In this prospective cohort study of older participants representing the general rural population of Korea, a worsening self-reported state of oral health was associated with deteriorating geriatric clinical parameters at 2 years and adversely affected the composite outcome of death and institutionalization. However, these associations were attenuated after adjusting for demographic and geriatric parameters. While most previous studies assessed oral health status as a predictor of future undernutrition in older adults, this study comprehensively evaluated the interaction between oral health status at baseline and for future geriatric functional parameters.
In our study, individuals with poor self-reported oral health were more likely to be malnourished and sarcopenic, consistent with literature supporting the importance of oral health parameters such as the number of teeth, salivary secretion, and masticatory ability in maintaining essential daily nutrition [27]. Individuals with poor oral health have difficulty in chewing vegetables, fruit, and meat [7] and thus, may consume comparatively easy-to-swallow but less nutritious food such as mashed or blended foods with high sugar or fat content [1, 9, 28, 29]. Moreover, in our study, participants with poor oral health had a higher rate of baseline multimorbidity, consistent with previous studies supporting the association of poor oral condition with systemic diseases including diabetes, cardiovascular disease, pulmonary infection, kidney disease, and even dementia [30–34]. Possible explanations for these associations include systemic inflammatory responses due to periodontitis or oral abscess causing comorbidity, and the fact that oral disease and comorbidities share risk factors such as alcohol, smoking, and unhealthy diet [35]. Unsatisfactory oral health also can adversely affect mood, as observed in the present study. Individuals tend to be socially withdrawn when feeling embarrassed to eat or communicate with others due to inaccurate pronunciation or aesthetic appearance from a lack of teeth [36]. These factors may negatively affect mental health, lower self-esteem, and cause depression [36, 37].
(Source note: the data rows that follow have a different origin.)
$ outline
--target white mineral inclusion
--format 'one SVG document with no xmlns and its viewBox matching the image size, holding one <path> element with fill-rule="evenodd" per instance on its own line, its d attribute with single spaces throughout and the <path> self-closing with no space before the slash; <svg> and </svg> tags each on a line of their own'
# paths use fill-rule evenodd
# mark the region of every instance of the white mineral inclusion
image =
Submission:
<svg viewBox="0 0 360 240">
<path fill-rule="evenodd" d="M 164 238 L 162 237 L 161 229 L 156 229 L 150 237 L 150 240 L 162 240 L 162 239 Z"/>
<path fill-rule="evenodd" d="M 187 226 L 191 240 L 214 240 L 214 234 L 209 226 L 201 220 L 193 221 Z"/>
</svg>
In addition to these cross-sectional associations of oral health and geriatric parameters, we also observed the longitudinal impacts of baseline oral health on the future incidence of geriatric syndromes and composite outcome, although the impacts of oral health status on the incidences of the clinical outcomes were attenuated by including baseline geriatric parameters. Frailty, a clinically recognizable state of vulnerability with decreased physiological reserve occurring with human aging, is associated with falls, disabilities, treatment-related adverse outcomes, and even mortality [38]. The risk factors for frailty and frailty progression include socio-demographic, physical, biological, psychological, and lifestyle factors [39, 40]. Because oral health influences physical (weight and muscle loss, disability, and mobility), biological (inflammation), psychological (depression and cognition), and lifestyle (food intake) factors, these various conditions and oral health itself may lead to longitudinal deterioration of frailty, resulting multifaceted deterioration across geriatric parameters. With previously reported evidence suggesting frailty as an aging phenomenon correlated with global functional parameters [16, 41], our observation of attenuation with baseline parameters as co-variables suggests close interactions between oral health, frailty, and geriatric syndromes.
We used three self-reported items to evaluate oral health. In resource-limited, real-world clinical practices, the use of comprehensive oral health assessments might be less feasible. We selected these three items to reflect the various facets of oral health including physical function in speaking (item 1), pain and discomfort (item 2), and psychosocial/psychological aspects (item 3) [8]. These limited items captured the cross-sectional correlations and longitudinal clinical relevance of baseline oral health status, suggesting the possible clinical benefits of brief oral assessments in caring for geriatric populations.
Recent reports indicate that frailty and geriatric syndromes can be managed even in resource-scarce rural communities through the applicate of multicomponent intervention programs including exercise; nutrition; and geriatric management of potentially inappropriate medications, chronic diseases, cognitive- and mood problems [42, 43]. The combination of the observations from the present study with those of previous reports allows the future assessment of the beneficial effects of community-based programs targeting older populations to improve oral health status on frailty and geriatric outcomes on top of dental health status per se.
Our study has some limitations. First, our study population was limited to a rural country of South Korea. Therefore, our results may not be generalized to other regions and ethnicities, although previous reports from the same population showed comparable characteristics to those in Korean rural-dwelling older populations [16]. Second, medically objective oral health evaluations were not performed. Further studies are warranted that include physician-assessed oral health, with some interventional attempts to assess the possible protective effects of dental care in older populations to improve geriatric outcomes. Third, while the statistical associations between oral health status and incidence of geriatric syndromes or the composite outcome were attenuated in multivariate analysis, positive trends for worsening baseline oral health toward increased likelihoods of the negative outcomes were observed. Because the independent impact of oral health on geriatric outcomes could not be confirmed in our cohort, future studies in larger populations might be informative.